疑念がぐるぐると頭の中で回る。航はふと口を開いた。
「頭は必要無かった?」
湊が得意げに指を鳴らした。
「俺も同意見。次の問題は、どうして必要無かったかということだ。頭が無かったら、見えないし、聞こえないし、考えられない。顔も解らない。でも、あの霊は思考の結果、頭部を失くした。その意味は?」
頭の中に一つの答えがあった。
それは、航がこれまで遭遇した霊とは決定的に異なる性質を孕んでいた。霊は思考しないから、学習しない。その前提条件と合う答えとは。
「死んでいない?」
霊とは死者。航の中には固定観念があった。事実として、航がこれまで遭遇した霊は皆、死者だった。
だけど、目の前にいる霊は違う。
死んでいない。だが、生者でもない。じゃあ、これは何だ。
「生霊だよ」
少なくとも航にとっては、聞き覚えの無い単語だった。生きている霊とは、酷い矛盾だ。だが、湊の言う通り霊が残留思念ならば、生者であっても霊を生じ得ることになる。
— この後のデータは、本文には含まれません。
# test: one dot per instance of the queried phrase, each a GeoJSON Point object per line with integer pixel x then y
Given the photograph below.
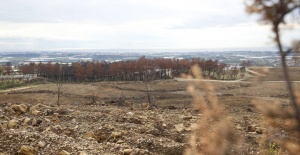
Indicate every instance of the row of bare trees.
{"type": "Point", "coordinates": [132, 70]}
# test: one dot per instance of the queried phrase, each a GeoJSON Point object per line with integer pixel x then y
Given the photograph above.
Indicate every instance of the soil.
{"type": "Point", "coordinates": [115, 118]}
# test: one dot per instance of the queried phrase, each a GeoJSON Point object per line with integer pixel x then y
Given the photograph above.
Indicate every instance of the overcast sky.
{"type": "Point", "coordinates": [132, 24]}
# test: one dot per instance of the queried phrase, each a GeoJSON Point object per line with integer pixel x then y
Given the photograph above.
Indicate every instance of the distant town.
{"type": "Point", "coordinates": [234, 58]}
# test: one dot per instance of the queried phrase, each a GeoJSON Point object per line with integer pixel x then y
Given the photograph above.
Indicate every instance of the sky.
{"type": "Point", "coordinates": [133, 24]}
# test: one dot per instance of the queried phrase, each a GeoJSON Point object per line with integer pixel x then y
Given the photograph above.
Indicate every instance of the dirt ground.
{"type": "Point", "coordinates": [114, 117]}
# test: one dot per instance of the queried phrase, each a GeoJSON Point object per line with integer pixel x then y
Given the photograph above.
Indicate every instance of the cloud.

「どうして、頭が必要無いと思う? 俺なら身体を失くしても頭だけは残す」
頭ーー。
目か、耳か、口か、脳か、顔か。それとも、その全てか。あの霊がいらないと判断したのは、何だ。
あの霊は女の子だ。女の子がそれを不要としたのは、何故か。
航には、それが解るような気がした。
リュウが言った。
「これ以上は留められません」
「解った」
湊が頷くと、リュウは蝋燭を吹き消した。途端、霊は闇の中に消えてしまった。
一瞬の沈黙。湊がポケットから携帯電話を取り出す。航はブルーライトに照らされた兄の横顔をぼんやりと見ていた。
6.執着
⑷演繹
「暫く病室には現れないよ。次に現れるなら、それは俺のところだと思う」
探査装置を片付けながら、湊が淡々と言った。
根拠不明の上、全く安心出来る内容ではなかったが、一先ず航はリーアムへ連絡をした。
母を心配させる訳にはいかないので、航はバイクの後部座席に湊を乗せて自宅へ戻った。既に夜は明けていた。
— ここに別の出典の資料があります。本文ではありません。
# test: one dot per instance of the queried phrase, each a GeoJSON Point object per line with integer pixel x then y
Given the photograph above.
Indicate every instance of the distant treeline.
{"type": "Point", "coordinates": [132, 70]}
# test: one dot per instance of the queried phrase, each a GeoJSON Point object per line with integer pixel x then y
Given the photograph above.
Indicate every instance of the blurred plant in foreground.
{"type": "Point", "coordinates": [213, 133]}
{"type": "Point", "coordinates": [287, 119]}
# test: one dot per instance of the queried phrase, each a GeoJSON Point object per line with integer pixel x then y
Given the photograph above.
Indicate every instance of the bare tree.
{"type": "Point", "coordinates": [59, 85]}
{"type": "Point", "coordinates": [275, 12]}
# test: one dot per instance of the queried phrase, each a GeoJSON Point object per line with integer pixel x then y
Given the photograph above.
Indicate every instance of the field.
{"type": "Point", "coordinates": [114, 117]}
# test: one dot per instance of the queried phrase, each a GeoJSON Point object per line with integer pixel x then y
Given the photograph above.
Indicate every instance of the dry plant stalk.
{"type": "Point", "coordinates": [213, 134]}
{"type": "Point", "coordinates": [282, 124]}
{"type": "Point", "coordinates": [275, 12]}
リーアムの家に泊まると言った嘘を、母は信じてくれたようだった。
着衣水泳でもしたかのように身体が怠かった。自室に戻るなりベッドに倒れ込み、着替えもせずに眠ってしまった。
頭の無い霊と遭遇して数時間。
航が目を覚ますと、湊はいなかった。
嫌な予感を抑えつつ航がリビングへ行くと、暖炉の前に湊がいた。相変わらずのオタクスタイルでノートパソコンに向き合っている。
薪の爆ぜる音に凄まじいタイピング音が混ざっていて、不快だった。どうやら、湊は眠りもせず、パソコンとにらめっこをしていたらしい。
その傍にはリュウが腰掛けていたので、航は少しだけ驚いた。どうやら、航が眠った後に訪れたらしい。
母に言い付けられて紅茶を出した。御茶菓子のフィナンシェが美味そうだったので、自分のマグカップも用意した。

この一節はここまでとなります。